PHILOMÉNE est arrivé à sa retraite au milieu de nos potes âgés avec la volonté de planter des pensées….
Je vous parle pas des fleurs, mais des idées, qu’elle cultive sous le cerisier quand il fait trop chaud pour biner ….
Autour d’elle, quelques uns qui en avaient assez d’être au raz des pâquerettes, mais qui pour autant ne souhaitaient pas cultiver les pensées de Pascal…!
Aujourd’hui : On a fait dire à Voltaire
« J’ai décidé d’être heureux, parce que c’est bon pour la santé.».
Ce trait d’humour, typiquement Voltairien, est d’une profonde malice.
Peut-être relève-t-il d’abord d’une certaine ironie à l’égard de lui-même.

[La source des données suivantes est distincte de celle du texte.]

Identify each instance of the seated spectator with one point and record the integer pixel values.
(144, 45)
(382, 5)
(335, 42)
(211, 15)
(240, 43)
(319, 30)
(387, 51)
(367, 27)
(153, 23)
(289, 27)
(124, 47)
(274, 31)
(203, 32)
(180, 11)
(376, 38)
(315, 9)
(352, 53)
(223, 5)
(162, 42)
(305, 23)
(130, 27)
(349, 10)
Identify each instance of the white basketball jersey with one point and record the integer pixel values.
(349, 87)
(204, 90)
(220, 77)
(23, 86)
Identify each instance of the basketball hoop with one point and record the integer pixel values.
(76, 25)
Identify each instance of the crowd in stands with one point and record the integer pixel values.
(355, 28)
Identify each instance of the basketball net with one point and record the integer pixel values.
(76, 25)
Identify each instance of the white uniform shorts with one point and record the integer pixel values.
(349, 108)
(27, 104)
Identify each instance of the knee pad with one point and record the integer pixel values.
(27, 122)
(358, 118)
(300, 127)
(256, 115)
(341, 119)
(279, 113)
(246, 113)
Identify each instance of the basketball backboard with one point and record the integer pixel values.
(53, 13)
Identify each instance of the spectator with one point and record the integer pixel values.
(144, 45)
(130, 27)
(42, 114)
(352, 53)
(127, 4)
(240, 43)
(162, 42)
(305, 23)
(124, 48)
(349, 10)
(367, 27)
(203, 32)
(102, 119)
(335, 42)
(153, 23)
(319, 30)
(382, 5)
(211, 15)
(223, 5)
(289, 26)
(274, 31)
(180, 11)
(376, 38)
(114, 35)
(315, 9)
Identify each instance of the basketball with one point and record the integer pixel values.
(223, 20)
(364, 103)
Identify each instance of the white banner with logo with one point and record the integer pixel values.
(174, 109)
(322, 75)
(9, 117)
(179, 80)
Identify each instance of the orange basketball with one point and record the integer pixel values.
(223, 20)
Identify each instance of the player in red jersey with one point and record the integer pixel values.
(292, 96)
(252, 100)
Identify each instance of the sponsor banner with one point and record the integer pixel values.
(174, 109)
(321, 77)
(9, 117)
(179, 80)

Voltaire, grand hypocondriaque, s’est imaginé toute sa vie au bord du trépas bien qu’il vécut jusqu’à quatre-vingt-trois ans.
Mais c’est surtout envers le grand Aristote que Voltaire se montre impertinent.
Selon Aristote la fin ultime c’est le bonheur.
La santé est au service du bonheur, et non l’inverse.
Seul le bonheur est fin en soi, tous les autres biens ne sont que des moyens à son service.
Pourquoi faire des études ?
Pour avoir un bon métier, pourquoi avoir un bon métier ?
Pour gagner de l’argent.
Pourquoi gagner de l’argent ?
Pour jouir du confort.
Pourquoi jouir du confort ?
Pour être heureux.
Et à la question pour être heureux, point d’autres réponses que pour être heureux.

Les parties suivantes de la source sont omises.